今回紹介する映画は『アントマン』1作目、マーベルコミックのスーパーヒーロー「アントマン」を主人公としたマーベル・シネマティック・ユニバースの第12弾で、窃盗の前科を持ち仕事も娘も失った男、スコット・ラングが体の大きさを変えられるスーツを使って「アントマン」となり、悪に立ち向かう話。監督は『イエスマン”YES”は人生のパスワード』などのペイトン・リード、出演はポール・ラッド、エヴァンジェリン・リリー、マイケル・ダグラス、マイケル・ペーニャ、コリー・ストールなど。

 

 みんな大好きアントマンの1作目、かなりギャグみたいなヒーローですが結構好きなキャラで、今じゃアベンジャーズの中でも結構重要ポジションだったりするのも良いです。『エンドゲーム』での逆襲のきっかけを作ったキャラですし、アントマンの量子テクノロジーが現在のマルチバース・サーガがでかなり重要そうですし、今後も特に注目のヒーローだと思います。そんなアントマンのデビュー作、個人的にはMCUの一作目だと『アイアンマン』と『ガーディアンズ・オブ・ギャラクシー』が頭一つ抜けてると思ってますが、その次ぐらいによくできた1作目だと思います。

 

 シリーズの中でもコメディ要素が強い作品で、同じコメディ要素強めの『ガーディアンズ』や『ラグナロク』以降のソーみたいに、ウェットな要素もほとんどないという、MCUで最も明るく楽しい作風となってます。主演のポール・ラットや監督のペイトン・リードもコメディ映画の経験が豊富な人たちだし、完全に意図した人選でしょう。

 

 ポール・ラッドがまたピッタリはまってて、程よいダメっぷりがまた可愛くてたまらない。MCUの特に男性ヒーローに見られる傾向で、ダメ人間が自分のダメさを認めながらもヒーローとして立ち上がる姿に感動する、というのがあります。
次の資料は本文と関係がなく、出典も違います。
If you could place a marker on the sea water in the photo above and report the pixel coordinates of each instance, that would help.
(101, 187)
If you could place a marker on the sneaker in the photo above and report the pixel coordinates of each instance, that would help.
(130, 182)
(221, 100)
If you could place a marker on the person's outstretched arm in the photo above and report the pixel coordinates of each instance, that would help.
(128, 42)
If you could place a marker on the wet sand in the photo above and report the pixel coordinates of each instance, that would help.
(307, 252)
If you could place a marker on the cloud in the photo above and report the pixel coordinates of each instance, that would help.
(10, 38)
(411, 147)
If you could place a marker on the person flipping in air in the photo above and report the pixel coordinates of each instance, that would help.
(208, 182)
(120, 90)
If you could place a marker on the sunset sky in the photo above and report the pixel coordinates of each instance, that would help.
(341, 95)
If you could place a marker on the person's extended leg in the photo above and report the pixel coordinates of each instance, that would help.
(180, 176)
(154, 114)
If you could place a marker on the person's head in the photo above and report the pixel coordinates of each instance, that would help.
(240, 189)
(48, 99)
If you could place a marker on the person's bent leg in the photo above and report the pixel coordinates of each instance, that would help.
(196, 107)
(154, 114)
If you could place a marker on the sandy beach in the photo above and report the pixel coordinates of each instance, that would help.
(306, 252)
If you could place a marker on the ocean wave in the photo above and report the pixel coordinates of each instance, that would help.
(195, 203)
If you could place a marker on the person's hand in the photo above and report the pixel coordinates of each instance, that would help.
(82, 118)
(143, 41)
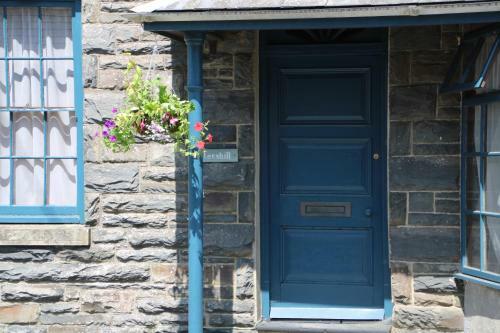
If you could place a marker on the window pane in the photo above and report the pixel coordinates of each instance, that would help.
(56, 32)
(58, 83)
(4, 134)
(24, 80)
(4, 182)
(493, 127)
(28, 182)
(28, 134)
(3, 87)
(473, 129)
(22, 31)
(492, 78)
(61, 134)
(492, 184)
(473, 241)
(61, 182)
(492, 244)
(472, 183)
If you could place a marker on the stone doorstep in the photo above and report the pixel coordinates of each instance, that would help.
(44, 235)
(330, 326)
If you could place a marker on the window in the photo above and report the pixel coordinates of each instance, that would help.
(41, 167)
(476, 72)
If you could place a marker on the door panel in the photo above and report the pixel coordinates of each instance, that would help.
(325, 124)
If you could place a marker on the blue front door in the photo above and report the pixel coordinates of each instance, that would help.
(326, 164)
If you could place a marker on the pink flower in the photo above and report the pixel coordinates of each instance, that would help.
(200, 145)
(198, 126)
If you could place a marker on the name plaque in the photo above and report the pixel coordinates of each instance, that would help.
(220, 156)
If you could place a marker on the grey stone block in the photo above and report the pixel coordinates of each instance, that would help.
(21, 255)
(399, 68)
(439, 318)
(413, 102)
(111, 178)
(156, 255)
(138, 220)
(429, 244)
(141, 203)
(410, 38)
(244, 279)
(397, 208)
(243, 70)
(448, 206)
(228, 239)
(400, 134)
(27, 293)
(100, 39)
(246, 140)
(428, 219)
(60, 308)
(436, 131)
(220, 202)
(161, 305)
(434, 284)
(86, 255)
(229, 107)
(246, 207)
(420, 173)
(437, 149)
(421, 201)
(223, 133)
(163, 238)
(229, 176)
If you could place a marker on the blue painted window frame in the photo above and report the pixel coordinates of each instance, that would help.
(54, 214)
(481, 101)
(462, 66)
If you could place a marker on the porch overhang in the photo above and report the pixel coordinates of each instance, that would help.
(169, 16)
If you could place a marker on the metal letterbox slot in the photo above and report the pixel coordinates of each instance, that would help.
(325, 209)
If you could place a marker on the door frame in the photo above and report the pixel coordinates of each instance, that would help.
(264, 162)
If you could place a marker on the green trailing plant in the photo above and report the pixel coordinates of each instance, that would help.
(153, 112)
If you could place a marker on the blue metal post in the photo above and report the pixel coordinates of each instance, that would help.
(194, 42)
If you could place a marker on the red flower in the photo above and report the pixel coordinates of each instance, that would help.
(198, 126)
(200, 145)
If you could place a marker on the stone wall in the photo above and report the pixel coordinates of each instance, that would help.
(481, 306)
(424, 180)
(132, 277)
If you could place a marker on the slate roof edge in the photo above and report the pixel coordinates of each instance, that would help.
(316, 13)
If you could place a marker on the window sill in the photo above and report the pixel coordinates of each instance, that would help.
(322, 326)
(44, 235)
(474, 279)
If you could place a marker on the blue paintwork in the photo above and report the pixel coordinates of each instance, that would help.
(347, 22)
(322, 119)
(477, 275)
(194, 42)
(49, 214)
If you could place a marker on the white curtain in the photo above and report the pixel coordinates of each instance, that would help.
(25, 95)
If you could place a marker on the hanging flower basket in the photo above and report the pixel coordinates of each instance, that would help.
(154, 113)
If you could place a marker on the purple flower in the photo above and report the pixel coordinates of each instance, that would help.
(109, 123)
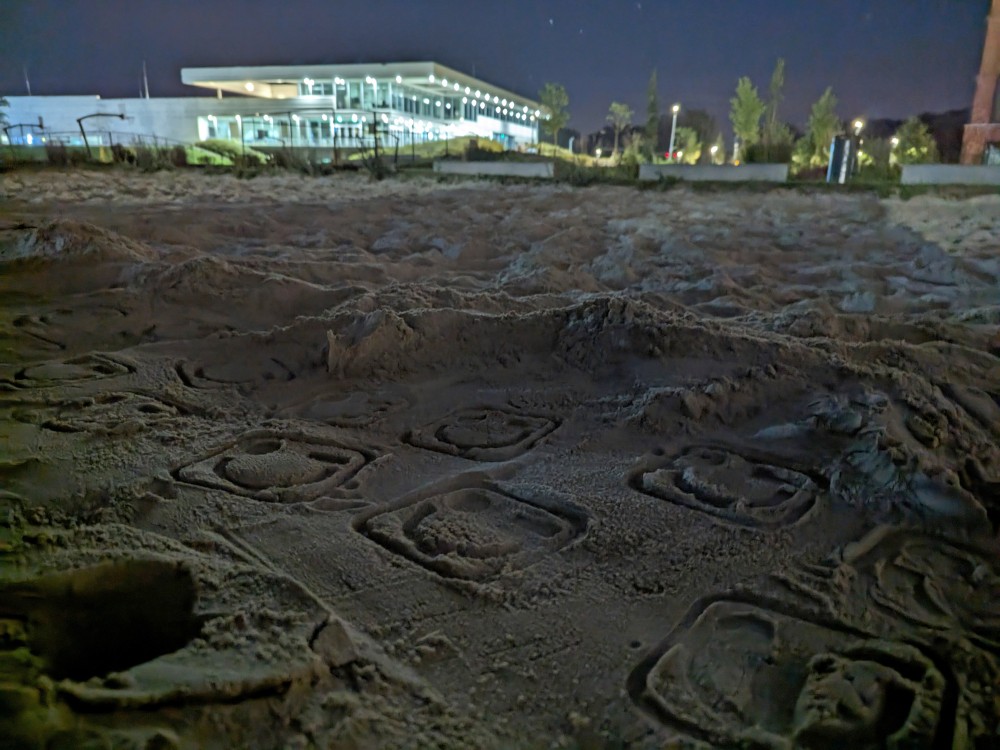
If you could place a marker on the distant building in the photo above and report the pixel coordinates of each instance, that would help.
(982, 134)
(315, 106)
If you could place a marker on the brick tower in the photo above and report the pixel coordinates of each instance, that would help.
(984, 127)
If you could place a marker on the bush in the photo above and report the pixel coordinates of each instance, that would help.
(178, 156)
(122, 155)
(57, 154)
(235, 152)
(776, 153)
(475, 152)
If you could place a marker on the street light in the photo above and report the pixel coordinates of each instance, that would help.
(673, 129)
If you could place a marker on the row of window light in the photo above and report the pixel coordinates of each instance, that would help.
(419, 124)
(509, 106)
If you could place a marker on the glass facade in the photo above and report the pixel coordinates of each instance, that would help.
(348, 113)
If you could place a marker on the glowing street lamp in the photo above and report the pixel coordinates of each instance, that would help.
(673, 129)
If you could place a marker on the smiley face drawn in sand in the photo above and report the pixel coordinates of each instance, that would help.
(483, 434)
(736, 674)
(475, 533)
(279, 467)
(730, 486)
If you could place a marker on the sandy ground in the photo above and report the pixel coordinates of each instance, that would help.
(296, 463)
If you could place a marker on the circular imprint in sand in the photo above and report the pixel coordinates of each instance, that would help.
(475, 533)
(277, 467)
(85, 368)
(89, 622)
(483, 434)
(731, 486)
(736, 675)
(233, 373)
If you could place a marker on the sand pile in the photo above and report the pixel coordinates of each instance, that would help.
(410, 464)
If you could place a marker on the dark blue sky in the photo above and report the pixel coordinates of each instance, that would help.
(882, 57)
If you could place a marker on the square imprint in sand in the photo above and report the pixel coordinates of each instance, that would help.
(483, 434)
(725, 484)
(475, 533)
(277, 467)
(928, 582)
(737, 675)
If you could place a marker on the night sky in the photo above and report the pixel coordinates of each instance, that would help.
(884, 58)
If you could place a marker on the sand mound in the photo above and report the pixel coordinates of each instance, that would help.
(65, 241)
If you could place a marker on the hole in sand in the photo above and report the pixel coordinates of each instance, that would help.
(106, 618)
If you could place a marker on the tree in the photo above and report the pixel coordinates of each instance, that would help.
(688, 144)
(620, 117)
(822, 127)
(651, 133)
(554, 98)
(775, 93)
(719, 157)
(746, 109)
(915, 144)
(777, 136)
(703, 124)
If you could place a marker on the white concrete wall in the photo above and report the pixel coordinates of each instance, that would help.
(174, 119)
(711, 173)
(543, 170)
(949, 174)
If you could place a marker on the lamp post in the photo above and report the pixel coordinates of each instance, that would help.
(673, 129)
(79, 122)
(243, 141)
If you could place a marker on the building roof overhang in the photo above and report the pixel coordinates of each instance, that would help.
(281, 81)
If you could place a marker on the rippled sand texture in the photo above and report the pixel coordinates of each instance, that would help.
(291, 463)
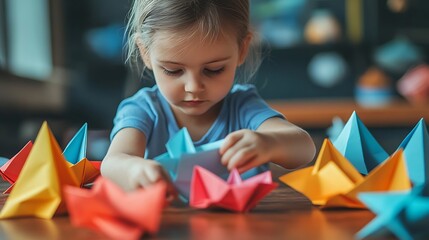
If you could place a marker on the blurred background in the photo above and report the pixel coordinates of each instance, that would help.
(62, 61)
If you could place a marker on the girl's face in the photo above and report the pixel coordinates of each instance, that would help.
(194, 75)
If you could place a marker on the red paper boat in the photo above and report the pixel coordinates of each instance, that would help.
(208, 190)
(115, 213)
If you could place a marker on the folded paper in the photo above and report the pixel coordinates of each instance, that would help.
(75, 153)
(38, 190)
(357, 144)
(11, 169)
(416, 150)
(182, 156)
(208, 190)
(117, 214)
(405, 214)
(334, 182)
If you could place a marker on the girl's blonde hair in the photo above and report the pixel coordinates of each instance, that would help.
(208, 17)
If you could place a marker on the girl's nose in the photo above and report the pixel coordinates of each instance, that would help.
(194, 85)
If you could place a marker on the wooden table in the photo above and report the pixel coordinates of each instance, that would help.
(284, 214)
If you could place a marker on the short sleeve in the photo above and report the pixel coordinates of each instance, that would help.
(135, 112)
(252, 109)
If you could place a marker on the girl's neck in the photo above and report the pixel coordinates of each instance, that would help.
(198, 126)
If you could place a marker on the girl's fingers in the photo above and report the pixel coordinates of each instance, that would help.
(230, 141)
(241, 157)
(143, 180)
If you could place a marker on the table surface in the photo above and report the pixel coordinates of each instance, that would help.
(283, 214)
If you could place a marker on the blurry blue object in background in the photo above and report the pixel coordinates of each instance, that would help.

スコットも追い詰められると盗みをしてしまうダメ人間だけど、人を傷つけることは好まない優しさもあるし、何より愛する娘のためなら頑張れる良いパパでもある。スコットと娘のキャシーの関係は見ててほっこりする。親子関係がギスギスしてることが多かったり、父親が全ての元凶だったりすることが多いMCUの中で、この親子関係は見てて気持ちいい。

 

 本作で一番面白いのはマイケル・ペーニャの演じるルイスで、存在そのものが面白くて、彼を見てるだけで楽しいキャラだが、やはり一番の見所は脱線しまくりの無駄に長い説明シーン、テンポよく場面が切り替わる編集の上手さもあって、このシリーズでも特に好きなシーンです。そんなバカで可愛いスコットたちと、頭の硬そうなマイケル・ダグラス演じるハンク・ピムやエヴァンジェリー・リリーとかが良い感じに化学反応を起こしてて楽しいところです。

 

 次に、本作の大きな特徴がコメディ要素であること、代表的なところで言えば『オーシャンズ11』とか。アントマンもオーシャンズ11のように、様々な特技を持つキャラクターがチームとなって、ある物を盗み出すミッションに挑むという話になってます。小さくなってどこにでも侵入できるアントマンにぴったりなジャンルですが、アントマンになるまでもない序盤にある金庫破りのシーンも面白い、その場にあったものを使って見事にセキュリティを突破したり、金庫を破ったり、スコットの泥棒テクニックは見てて楽しいところです。後半からはルイスたちも加えてのチームでのミッション。ケイパー映画としての面白さがしっかり詰まってました。

 

 それらに加えて師弟ものでもあり、初代アントマンであるハンク・ピムからスコットにアントマンを継承する話でもある。コミックだとアントマンといえばハンク・ピムだけど、あえてマイナーだったスコットを主役にして、師弟要素を入れてきたのは面白い。結果的にスコットもハンクも魅力的なキャラになって良かったと思います。

 

 アントマンを受け継ぐための訓練シーンとかもテンポよく楽しく進んでましたし、ホープとハンクの親子のわだかまりとかも、変に引っ張らずに中盤でさらっと解決させてたのも良かったです。映像面でも小さくなったアントマンから見た世界が面白くて、終盤のイエロージャケットとの戦いで、機関車トーマスが迫ってくるところとか笑えるし、微妙にホラーで面白かったです。これをまた普通のサイズの視点で見るとしょぼく見えるのも笑えるところ。

 

 でも、技術に関しては多少ツッコミを入れたくはなります。劇中の話だと原子の距離を操ることで大きさを変えられるらしいですが、それだと質量は変わらないと思うけど、劇中の描写だとどう考えても重さも変わってる。MCUもこの辺の設定を無視して作ってる感ありますし、コミックが原作なんで気にしたら負けだとは思います。次回作も、もっとめちゃくちゃやるようになるので深く考えない方がいいところだとは思いますが。

 

 あとシリーズ1作目としては比較的他のMCU作品とのつながりが多くて、MCU始めてもある程度は大丈夫な作りではありますが「だれこの人たち」となるところはあり、冒頭のシーンで誰一人分からず困惑するかもしれません。しかし、そんな細かいことはどうでもいいぐらい良く出来た一作目だと思います。良かったら、観てみては如何でしょうか。